Flink SQL Runner - main

Introduction

This project aims to simplify the process of running SQL queries using Apache Flink on Kubernetes. Currently, in order to run SQL queries with Flink, you would need to run the Flink SQL client CLI or submit queries via a REST request to a Flink SQL Gateway instance.

This project provides a convenient wrapper application and container image for use with the Flink Kubernetes Operator’s FlinkDeployment custom resource, allowing you to specify your SQL queries as arguments.

Installation

In order to be able to deploy Flink SQL jobs the Flink Kubernetes Operator must be installed.

CertManager Installation

The operator installs a webhook that requires CertManager to function, so this needs to be installed first:

kubectl create -f https://github.com/jetstack/cert-manager/releases/download/v1.15.2/cert-manager.yaml
kubectl wait deployment --all  --for=condition=Available=True --timeout=300s -n cert-manager

First add the helm repository, if you haven’t already:

helm repo add flink-operator-repo https://downloads.apache.org/flink/flink-kubernetes-operator-1.10.0/

Then install the helm chart for operator 1.10:

helm install flink-kubernetes-operator flink-operator-repo/flink-kubernetes-operator \
--set podSecurityContext=null \
--set defaultConfiguration."log4j-operator\.properties"=monitorInterval\=30 \
--set defaultConfiguration."log4j-console\.properties"=monitorInterval\=30 \
--set defaultConfiguration."flink-conf\.yaml"="kubernetes.operator.metrics.reporter.prom.factory.class\:\ org.apache.flink.metrics.prometheus.PrometheusReporterFactory
 kubernetes.operator.metrics.reporter.prom.port\:\ 9249 " \
-n <operator-namespace>

The helm installation will create the required service, role, and role-binding to run Flink jobs in the defined operator namespace.

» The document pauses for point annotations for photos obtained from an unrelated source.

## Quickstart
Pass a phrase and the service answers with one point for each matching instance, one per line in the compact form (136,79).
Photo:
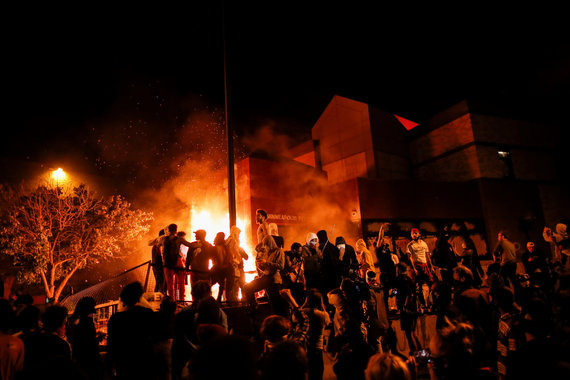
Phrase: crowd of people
(314,301)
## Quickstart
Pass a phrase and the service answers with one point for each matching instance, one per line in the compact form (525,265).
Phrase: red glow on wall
(408,124)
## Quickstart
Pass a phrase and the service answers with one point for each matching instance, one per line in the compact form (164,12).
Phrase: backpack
(171,252)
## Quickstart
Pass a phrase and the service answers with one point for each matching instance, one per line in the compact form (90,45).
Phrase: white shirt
(419,251)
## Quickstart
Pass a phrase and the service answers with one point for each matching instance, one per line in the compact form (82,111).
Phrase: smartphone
(422,356)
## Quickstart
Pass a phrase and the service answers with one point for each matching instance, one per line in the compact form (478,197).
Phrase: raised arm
(381,232)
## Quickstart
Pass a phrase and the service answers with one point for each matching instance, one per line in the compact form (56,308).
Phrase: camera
(422,356)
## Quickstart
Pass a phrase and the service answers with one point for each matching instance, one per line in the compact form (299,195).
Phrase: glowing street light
(58,175)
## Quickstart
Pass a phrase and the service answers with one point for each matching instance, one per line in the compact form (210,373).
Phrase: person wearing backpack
(173,263)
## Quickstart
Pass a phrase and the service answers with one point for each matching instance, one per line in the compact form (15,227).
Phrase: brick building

The Flink Kubernetes Operator, by default, watches all namespaces in the Kubernetes cluster. To run Flink jobs in a namespace other than the operator’s namespace, create a service account with the required permissions in that namespace.

The Flink documentation covers the RBAC design and requirements for the Flink Kubernetes Operator in detail. However, you can find an example service, role and role-binding in the install/namespace-rbac directory which you can use to setup a new application namespace:

kubectl -n <application-namespace> -f install/namespace-rbac

This creates a flink service account that must be referenced in the FlinkDeployment resource using the spec.serviceAccount property.

Writing Queries

For information on how Flink SQL supports writing queries, please refer to the upstream documentation.

Using secrets

You can use Kubernetes secrets with the Flink SQL Runner to provide security credentials to Flink job for connecting to the source or the target systems. Secrets can be directly templated in the SQL statements with the following pattern:

{{secret:<NAMESPACE>/<SECRET NAME>/<DATA KEY>}}

Special Characters

Note that semicolon ; is a special character used as a statement delimiter. If it’s part of your SQL statements, make sure it is escaped by \\. For example, it might be used when specifying a properties.sasl.jaas.config value for a Kafka connector configuration. In this case, it would look something like this:

'properties.sasl.jaas.config' = 'org.apache.flink.kafka.shaded.org.apache.kafka.common.security.plain.PlainLoginModule required username=\"test-user\" password=\"{{secret:flink/test-user/user.password}}\"\\;'

Your SQL query can be submitted via the spec.job.args field of the FlinkDeployment custom resource. It should be formed of a single string within an array literal ([ ]). Multi-line yaml strings (using |,> characters) are not currently supported. However, newlines, tabs, and other whitespace characters within a single string are ignored, so queries can still be well-formatted. See the example below for an illustration of the formatting.

Example FlinkDeployment
apiVersion: flink.apache.org/v1beta1
kind: FlinkDeployment
metadata:
  name: standalone-etl
spec:
  image: quay.io/streamshub/flink-sql-runner:0.1.0
  flinkVersion: v1_20
  flinkConfiguration:
    taskmanager.numberOfTaskSlots: "1"
  serviceAccount: flink
  jobManager:
    resource:
      memory: "2048m"
      cpu: 1
  taskManager:
    resource:
      memory: "2048m"
      cpu: 1
  job:
    jarURI: local:///opt/streamshub/flink-sql-runner.jar
    args: ["
        CREATE TABLE orders (
          order_number BIGINT,
          price DECIMAL(32,2),
          buyer ROW<first_name STRING,
          last_name STRING>,
          last_name STRING,
          order_time TIMESTAMP(3)
        ) WITH (
          'connector' = 'datagen'
        );
        CREATE TABLE print_table
        WITH (
          'connector' = 'print'
        )
        LIKE orders
        ;
        INSERT INTO print_table
          SELECT *
          FROM orders;
        "]
    parallelism: 1
    upgradeMode: stateless